The vast majority of patients diagnosed with cancer will still receive the most advanced care right here at the Lifespan Cancer Institute. For the few patients who have rare or more complex cancers that require the expertise of Dana-Farber, the care will be coordinated between our two institutions in a much more seamless and integrated fashion. Because Lifespan and Dana-Farber happen to have the same electronic health records system, called Epic, there will be an opportunity to create processes for the seamless flow of information.
The alliance also allows patients to enroll in a broader range of clinical trials at Lifespan and Dana-Farber. This means Lifespan patients who enroll in a Dana-Farber clinical trial may respond well to a therapy that previously wasn’t available to them, and therapy provided in a Lifespan clinical trial may have the same effect on Dana-Farber patients. The long-term benefit is that larger and diverse enrollment accelerates clinical trials, meaning that treatments shown to be effective can be offered to all patients more quickly.
The alliance of Lifespan’s and Dana-Farber’s cancer institutes is an example of how healthcare has changed in recent years. Where once we saw competitors, we now see potential partners. Rather than trying to duplicate a specific area of expertise, such as the treatment of a very rare cancer, we are now more likely to partner with a facility offering that expertise. It’s good for our patients, who don’t have to worry about “the next step” but instead will progress seamlessly from diagnosis to treatment to recovery. It’s good for our patients, who benefit from care provided by physicians world-renowned in their specialty. It’s good for our patients, who can be confident they are receiving the very latest treatments, including those currently in clinical trials.

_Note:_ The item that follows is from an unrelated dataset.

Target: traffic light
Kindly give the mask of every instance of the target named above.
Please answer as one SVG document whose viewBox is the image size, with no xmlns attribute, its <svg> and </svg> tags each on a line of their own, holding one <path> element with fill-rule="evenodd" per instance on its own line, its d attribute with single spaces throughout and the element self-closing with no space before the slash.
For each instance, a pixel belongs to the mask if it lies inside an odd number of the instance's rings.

And did I mention it’s good for our patients?
About the Author:
Timothy J. Babineau, MD
Prior to his appointment as Lifespan’s president and chief executive officer, Timothy Babineau, MD served as president and chief executive officer of Rhode Island Hospital and The Miriam Hospital. Before coming to Rhode Island in 2008, he was the senior vice president and chief medical officer for the University of Maryland Medical Center and School of Medicine in Baltimore, MD. Before the 2005 appointment at the University of Maryland, Dr. Babineau held numerous administrative positions, including vice chairman of the division of surgery, surgical residency program director and director of the center for minimally invasive surgery at Boston Medical Center and surgeon-in-chief and medical director for the Boston Medical Center Surgical Associates at Quincy Medical Center. He has been a trustee for the University of Massachusetts and a member of its Audit and Finance Committee.